INGREDIENTS (for 6 servings):
- 1/4 cup butter
- 1/4 cup sliced onion
- 1/4 cup sliced carrots
- 1/4 cup chopped celery
- 1/4 cup chopped green bell pepper
- 1 apple - peeled, cored and sliced
- 1 cup chopped chicken breast meat
- 1/4 cup all-purpose flour
- 1 teaspoon curry powder
- 1/4 teaspoon chopped fresh mace
- 4 whole cloves
- 1 tablespoon chopped fresh parsley
- 1 cup stewed tomatoes
- salt and pepper to taste
- 1 cup cooked white rice
- 5 cups beef stock
PREPARATION:
Melt butter in large saucepan. Add onion, carrot, celery, pepper, apple, and chicken. Cook until browned.
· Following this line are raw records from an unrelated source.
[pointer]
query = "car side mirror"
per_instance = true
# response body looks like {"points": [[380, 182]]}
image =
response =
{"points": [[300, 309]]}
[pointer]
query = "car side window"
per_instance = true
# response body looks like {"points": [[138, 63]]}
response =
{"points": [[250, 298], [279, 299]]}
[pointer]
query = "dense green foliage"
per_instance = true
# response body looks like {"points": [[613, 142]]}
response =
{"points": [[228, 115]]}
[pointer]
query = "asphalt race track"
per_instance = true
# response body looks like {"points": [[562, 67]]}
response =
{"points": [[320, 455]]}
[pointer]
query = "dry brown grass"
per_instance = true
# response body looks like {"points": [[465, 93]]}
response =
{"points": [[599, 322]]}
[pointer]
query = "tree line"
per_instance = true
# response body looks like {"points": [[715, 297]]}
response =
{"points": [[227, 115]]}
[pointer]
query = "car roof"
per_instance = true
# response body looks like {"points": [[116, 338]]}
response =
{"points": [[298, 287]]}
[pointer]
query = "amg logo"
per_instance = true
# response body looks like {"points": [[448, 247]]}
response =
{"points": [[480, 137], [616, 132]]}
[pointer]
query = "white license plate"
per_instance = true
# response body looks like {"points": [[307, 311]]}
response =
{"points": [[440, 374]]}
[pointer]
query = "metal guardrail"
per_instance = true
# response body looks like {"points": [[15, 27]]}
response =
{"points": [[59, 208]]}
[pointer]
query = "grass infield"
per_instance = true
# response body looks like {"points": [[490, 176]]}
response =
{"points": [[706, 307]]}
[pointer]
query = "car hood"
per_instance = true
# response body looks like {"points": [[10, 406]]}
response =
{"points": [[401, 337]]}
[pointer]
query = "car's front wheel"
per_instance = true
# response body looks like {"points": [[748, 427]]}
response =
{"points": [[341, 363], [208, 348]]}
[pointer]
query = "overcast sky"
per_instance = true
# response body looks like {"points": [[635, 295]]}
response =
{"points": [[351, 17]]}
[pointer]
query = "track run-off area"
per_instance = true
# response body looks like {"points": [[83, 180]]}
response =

Stir in flour, curry powder, mace, cloves, parsley, and tomatoes. Cover, and simmer 1 1/2 hours.
Take chicken out, set aside, and strain vegetables from broth. Return chicken to pot.
Using a food mill, puree vegetables. Return to soup. Season to taste with salt and pepper.
Add rice and boiling white stock. Serve.